Hello everyone welcome to blender Basics. Today I’ll be teaching you about the materials in blender.
What is the Shader Editor in Blender
Click on the cube and go to the top where there are a bunch of different options. Click on shading and this will bring you to the material viewport.
Basics of Materials in Blender
First up is the base color. Click on the white rectangle and you’ll be given a color wheel. You could change the hue, the saturation, and the values.
Next up is metallic. A value of one will give you a metal a value of zero will give you a non-metal.
Next up is roughness. A value 1 will give you something that is non-reflective a value of 0 will give you something very reflective.
Next up is emission. Click on the black rectangle and increase the brightness(value). You can change the hue and the saturation. We can then change the emission strength. This will increase the brightness and lowering it will decrease the brightness.
How to Combine Materials
What you can now do is add multiple materials to an object. Go to the right panel and click on the red circle with checkers on it. Click the plus sign and make a new material. Make this into whatever you want. You can make a third material and make this into whatever you want.
You can now assign these materials to whichever face you want. Press “tab” and go to face selection. Click the face you want and press assign. Do the same with the third material, and now you have an object with three different materials on it.
Some Important Textures
There are three textures that are key to making procedural materials(materials with unlimited variations). They are the noise texture, the musgrave texture, and the voronoi texture
You can click “shift a” to open up a menu. You can then go down to texture and click on the musgrave texture, noise texture, and finally the voronoi texture.

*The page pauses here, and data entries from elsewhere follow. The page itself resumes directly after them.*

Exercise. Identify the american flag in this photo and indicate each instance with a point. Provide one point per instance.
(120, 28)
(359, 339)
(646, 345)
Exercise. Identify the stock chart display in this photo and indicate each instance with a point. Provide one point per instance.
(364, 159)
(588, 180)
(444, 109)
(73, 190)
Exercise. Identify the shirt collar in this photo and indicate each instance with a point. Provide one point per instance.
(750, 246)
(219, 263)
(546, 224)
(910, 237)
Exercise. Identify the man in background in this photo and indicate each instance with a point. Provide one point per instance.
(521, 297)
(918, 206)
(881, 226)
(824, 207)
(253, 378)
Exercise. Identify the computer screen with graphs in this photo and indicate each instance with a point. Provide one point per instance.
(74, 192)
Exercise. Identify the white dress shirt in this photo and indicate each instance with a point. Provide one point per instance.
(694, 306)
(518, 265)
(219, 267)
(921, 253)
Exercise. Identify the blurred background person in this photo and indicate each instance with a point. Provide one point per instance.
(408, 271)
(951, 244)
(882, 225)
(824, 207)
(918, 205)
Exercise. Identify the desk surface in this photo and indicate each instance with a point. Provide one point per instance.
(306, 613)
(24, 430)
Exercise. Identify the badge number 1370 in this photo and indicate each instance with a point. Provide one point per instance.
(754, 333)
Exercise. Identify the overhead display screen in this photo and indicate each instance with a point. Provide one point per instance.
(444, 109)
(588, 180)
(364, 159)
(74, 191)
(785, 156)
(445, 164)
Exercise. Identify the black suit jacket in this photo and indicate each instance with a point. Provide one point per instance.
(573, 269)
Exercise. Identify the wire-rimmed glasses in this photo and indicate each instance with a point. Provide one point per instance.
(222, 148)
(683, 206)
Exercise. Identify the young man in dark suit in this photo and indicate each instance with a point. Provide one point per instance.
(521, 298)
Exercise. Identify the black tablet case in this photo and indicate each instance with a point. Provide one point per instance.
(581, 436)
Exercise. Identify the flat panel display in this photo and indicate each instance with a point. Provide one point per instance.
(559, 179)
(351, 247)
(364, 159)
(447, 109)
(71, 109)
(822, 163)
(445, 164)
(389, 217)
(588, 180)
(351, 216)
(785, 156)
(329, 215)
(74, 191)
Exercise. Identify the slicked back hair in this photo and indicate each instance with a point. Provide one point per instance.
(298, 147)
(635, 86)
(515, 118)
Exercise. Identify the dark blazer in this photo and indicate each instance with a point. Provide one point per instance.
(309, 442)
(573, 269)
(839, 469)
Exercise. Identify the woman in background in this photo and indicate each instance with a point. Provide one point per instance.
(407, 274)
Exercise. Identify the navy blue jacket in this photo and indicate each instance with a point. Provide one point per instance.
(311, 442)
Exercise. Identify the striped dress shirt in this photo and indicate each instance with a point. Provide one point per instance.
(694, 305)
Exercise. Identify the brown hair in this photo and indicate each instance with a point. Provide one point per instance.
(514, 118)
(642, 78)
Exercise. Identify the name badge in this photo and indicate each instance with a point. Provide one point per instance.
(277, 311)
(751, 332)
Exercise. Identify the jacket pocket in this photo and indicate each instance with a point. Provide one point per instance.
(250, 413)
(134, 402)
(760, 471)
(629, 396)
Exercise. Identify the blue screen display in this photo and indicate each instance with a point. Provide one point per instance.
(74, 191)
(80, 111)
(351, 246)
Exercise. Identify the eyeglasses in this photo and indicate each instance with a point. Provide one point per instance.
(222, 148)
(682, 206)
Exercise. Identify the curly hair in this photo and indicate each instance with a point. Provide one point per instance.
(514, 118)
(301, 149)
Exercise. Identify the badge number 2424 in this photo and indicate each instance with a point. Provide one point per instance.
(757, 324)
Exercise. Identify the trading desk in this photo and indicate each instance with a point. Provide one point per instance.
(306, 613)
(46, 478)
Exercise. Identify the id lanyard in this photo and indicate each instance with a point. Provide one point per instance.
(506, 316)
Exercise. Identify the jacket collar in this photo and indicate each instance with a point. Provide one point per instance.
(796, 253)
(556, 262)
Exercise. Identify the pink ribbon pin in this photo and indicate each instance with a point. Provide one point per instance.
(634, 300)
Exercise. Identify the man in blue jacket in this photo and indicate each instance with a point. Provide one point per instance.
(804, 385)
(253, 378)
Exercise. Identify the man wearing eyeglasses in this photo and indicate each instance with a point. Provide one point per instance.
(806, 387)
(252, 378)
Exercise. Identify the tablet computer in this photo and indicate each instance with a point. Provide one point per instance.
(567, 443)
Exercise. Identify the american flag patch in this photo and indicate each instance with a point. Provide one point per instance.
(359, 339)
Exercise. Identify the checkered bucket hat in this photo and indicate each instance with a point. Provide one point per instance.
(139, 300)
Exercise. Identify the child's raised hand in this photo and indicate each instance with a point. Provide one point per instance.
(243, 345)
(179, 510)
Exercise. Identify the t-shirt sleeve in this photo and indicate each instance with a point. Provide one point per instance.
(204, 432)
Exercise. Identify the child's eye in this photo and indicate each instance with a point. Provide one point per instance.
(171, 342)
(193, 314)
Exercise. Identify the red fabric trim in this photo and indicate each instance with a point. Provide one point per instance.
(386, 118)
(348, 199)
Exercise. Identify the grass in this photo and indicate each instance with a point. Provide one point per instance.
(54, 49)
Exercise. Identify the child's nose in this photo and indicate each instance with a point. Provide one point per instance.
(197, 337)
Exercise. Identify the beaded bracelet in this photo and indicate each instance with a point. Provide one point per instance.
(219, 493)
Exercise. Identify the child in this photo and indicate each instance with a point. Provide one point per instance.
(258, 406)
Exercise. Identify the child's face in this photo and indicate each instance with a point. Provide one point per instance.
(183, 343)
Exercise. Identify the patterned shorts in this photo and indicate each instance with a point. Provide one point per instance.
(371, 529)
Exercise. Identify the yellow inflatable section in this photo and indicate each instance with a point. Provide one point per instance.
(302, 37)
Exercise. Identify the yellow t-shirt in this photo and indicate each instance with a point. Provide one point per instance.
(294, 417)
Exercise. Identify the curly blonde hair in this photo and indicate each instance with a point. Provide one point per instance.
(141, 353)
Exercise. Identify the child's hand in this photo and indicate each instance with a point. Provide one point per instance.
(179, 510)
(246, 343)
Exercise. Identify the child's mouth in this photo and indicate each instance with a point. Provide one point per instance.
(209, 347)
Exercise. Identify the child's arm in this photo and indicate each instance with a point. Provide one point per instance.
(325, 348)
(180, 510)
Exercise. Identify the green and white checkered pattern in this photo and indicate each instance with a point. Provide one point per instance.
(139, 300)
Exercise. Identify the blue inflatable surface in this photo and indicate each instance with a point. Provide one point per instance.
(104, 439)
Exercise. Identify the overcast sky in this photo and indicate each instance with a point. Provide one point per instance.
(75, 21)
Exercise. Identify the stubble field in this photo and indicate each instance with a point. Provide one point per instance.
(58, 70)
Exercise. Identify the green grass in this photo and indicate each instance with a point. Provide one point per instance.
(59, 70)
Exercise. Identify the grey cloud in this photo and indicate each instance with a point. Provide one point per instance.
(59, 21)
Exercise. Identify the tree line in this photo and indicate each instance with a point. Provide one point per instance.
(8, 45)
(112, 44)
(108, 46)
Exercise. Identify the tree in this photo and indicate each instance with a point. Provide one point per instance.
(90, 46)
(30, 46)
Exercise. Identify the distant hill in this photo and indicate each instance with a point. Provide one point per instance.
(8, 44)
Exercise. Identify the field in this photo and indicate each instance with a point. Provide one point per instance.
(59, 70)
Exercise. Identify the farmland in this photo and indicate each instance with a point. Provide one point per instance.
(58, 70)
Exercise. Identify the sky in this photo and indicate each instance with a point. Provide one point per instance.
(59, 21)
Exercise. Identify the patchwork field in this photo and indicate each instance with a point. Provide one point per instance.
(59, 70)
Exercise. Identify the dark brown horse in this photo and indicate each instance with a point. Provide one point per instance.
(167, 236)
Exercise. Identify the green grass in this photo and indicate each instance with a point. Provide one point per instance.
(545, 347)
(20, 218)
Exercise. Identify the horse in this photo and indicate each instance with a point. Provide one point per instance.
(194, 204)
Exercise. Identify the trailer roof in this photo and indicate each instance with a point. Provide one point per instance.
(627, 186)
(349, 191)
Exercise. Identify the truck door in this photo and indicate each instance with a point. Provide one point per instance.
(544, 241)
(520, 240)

Before we continue we need to search an 1add-on. Go to the top left corner and click edit. Then you will click on preferences and make sure you have the node Wrangler enabled.
From here you can now click on the musgrave texture and press “shift ctrl” and left click. Now you’ll be able to view the texture in the viewport. You can do the same with the noise texture and the voronoi texture.
Noise Texture
We will start with the noise texture. First click on the texture and press “ctrl t”. This will give you a texture coordinate and a mapping node. Change it to object and you’ll be able to change the position, the rotation, and scale. However you can control the entire scale on the scale input.
Next up is the detail this will allow you to change the resolution of the texture.
We can skip the roughness for now and we can go straight to distortion. This will allow you to change the distortion of the texture.
Musgrave Texture
For the musgrave texture you can again press “ctrl t” to give it the texture coordinate and the mapping node. Change it to object and you can change the scale, the details, and the dimension
Dimension will allow you to change the complexity of the shape. A higher value will make stuff simpler and a lower value will make things more complex. You can clearly see the difference between a value of 0 and a value of 4.
We can ignore the bottom one.
There are also five different types of musgrave textures. FBM(Fractal Brownian Motion), which is the one that we have right now, Multifractal, Hybrid Multifractal, Ridged Multifractal, and Hetero Terrain(Heterogeneous Terrain).
Voronoi Texture
Finally we have the voronoi texture. You can press “ctrl t” and set it to object. Then you can change the scale or the randomness.
The randomness controls the, well, randomness of the texture. A value of 0 make it like a perfectly square and a value of 1 will make it organic.
There are five features for the voronoi texture. There is the F1, the F2, the Smooth F1, the Distance to Edge(used to make cracks), and the n-Sphere Radius.